The above graph maps out each county’s net domestic AGI gains or losses as a percent of its total AGI in 2020. A few major points are visible on the map:
1. As a percentage, the biggest domestic migration gains weren’t in Johnson or Sedgwick County, but rather many counties just outside the largest metro areas in the state, like Wabaunsee, Morris, and Pottawatomie. Counties like Leavenworth and Miami also had significant gains and bordered larger existing counties like Wyandotte and Johnson.
2. While the raw gains and losses appear small in Western Kansas, as a percentage, they’re large – especially along the southwest border with Colorado.
Here’s a similar heat map for population change – except it tells a slightly different story of growth – particularly in western Kansas. For instance, Logan County lost 1.6% of its population, but gained 3.6% of its AGI in net migration to the area.
The decision to move from one county or one state to the next is a multidimensional one that certainly takes into account non-economic decisions.
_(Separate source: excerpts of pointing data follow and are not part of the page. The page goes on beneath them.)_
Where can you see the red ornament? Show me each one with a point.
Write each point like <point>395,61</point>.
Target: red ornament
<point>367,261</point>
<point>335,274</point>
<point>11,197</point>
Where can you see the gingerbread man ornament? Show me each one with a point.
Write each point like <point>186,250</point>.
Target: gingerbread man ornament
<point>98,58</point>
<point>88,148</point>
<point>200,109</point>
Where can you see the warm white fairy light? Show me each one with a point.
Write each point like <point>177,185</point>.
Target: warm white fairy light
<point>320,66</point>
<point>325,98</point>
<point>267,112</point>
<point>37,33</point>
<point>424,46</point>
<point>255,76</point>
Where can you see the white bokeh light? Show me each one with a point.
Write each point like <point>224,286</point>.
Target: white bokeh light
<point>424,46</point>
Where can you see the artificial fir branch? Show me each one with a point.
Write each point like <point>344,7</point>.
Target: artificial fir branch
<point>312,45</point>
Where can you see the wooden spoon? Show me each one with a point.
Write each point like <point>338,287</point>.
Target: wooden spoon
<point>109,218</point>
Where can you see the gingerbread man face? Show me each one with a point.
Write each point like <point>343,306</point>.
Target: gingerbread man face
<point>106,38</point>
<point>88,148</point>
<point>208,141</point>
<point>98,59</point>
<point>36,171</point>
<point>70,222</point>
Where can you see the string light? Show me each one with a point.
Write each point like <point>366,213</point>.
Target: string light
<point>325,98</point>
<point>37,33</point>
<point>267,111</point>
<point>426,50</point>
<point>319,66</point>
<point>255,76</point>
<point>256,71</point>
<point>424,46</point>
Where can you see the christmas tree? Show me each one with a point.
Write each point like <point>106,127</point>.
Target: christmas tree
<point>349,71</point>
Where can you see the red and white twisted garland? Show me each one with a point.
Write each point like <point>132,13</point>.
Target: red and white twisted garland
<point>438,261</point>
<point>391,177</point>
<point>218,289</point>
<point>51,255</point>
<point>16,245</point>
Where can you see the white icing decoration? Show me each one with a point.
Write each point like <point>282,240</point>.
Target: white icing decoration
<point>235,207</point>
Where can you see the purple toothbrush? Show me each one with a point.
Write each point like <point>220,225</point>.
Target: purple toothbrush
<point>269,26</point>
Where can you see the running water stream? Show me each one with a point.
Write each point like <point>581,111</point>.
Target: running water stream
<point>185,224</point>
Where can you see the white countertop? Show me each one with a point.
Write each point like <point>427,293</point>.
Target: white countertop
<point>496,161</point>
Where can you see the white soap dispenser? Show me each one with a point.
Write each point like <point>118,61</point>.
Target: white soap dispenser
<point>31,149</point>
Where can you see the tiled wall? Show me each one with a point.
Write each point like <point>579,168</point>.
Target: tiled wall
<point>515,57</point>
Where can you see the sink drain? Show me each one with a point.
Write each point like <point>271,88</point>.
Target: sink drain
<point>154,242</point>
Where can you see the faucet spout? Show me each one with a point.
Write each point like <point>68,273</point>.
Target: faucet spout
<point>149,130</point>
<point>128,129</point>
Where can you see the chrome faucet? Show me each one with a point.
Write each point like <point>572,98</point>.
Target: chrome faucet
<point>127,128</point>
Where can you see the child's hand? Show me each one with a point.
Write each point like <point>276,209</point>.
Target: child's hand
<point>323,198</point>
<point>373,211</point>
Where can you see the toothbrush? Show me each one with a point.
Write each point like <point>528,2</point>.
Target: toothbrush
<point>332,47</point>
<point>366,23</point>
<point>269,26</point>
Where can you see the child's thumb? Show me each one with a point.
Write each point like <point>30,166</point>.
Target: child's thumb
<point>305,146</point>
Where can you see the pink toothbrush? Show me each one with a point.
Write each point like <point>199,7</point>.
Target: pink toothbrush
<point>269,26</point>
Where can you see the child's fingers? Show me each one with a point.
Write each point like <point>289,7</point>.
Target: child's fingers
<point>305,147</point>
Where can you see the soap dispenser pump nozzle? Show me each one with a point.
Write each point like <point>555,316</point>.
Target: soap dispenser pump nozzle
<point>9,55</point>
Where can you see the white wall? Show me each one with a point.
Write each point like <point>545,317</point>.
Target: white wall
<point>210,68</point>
And yet, local policymakers have the power to affect two of the biggest factors though: cost of living and economic opportunity. These two issues are intertwined with day-to-day tax and spending policy. Logan County lost 1.6%. Similarly, several counties like Gove, Scott, Finney, Ellis, and Ford managed to have population growth despite having a loss of AGI out of the county.
Local Leadership and Growth
A multitude of factors affect someone’s decision to move across county lines. One of the biggest ones is property taxes. Some homeowners might decide to move to a new home if local leadership is outpricing them out of their current one.
Take the city of Iola for instance. A rural homestead valued at $150,000 in Iola pays 3,241 in net property taxes at a rate of 2.160%. By comparison, the exact same homestead across the border in Walsenburg, Colorado – a town of similar size – pays only $875 in net property tax at a rate of 0.583%. Similarly, a $1 million commercial property in Iola pays the highest property tax compared to identical properties in rural towns in every other state. All the while, Iola’s county, Allen County, has had its property tax grow by 331% between 1997 and 2021 while its population declined by 14% and inflation was 61%.
High taxation is caused by high spending too: according to a 2018 KPI study of county budgets, Shawnee County spent $833 per resident while nearby Douglas County only spent $655. More efficient operations and budgeting is key to lowering the burden of the government on people and businesses. Things like zoning reform for affordable housing or petitioning state legislators to make tax agreements for remote workers easier are two ways to approach the same issues instead of wasteful incentive programs that try and attract new residents.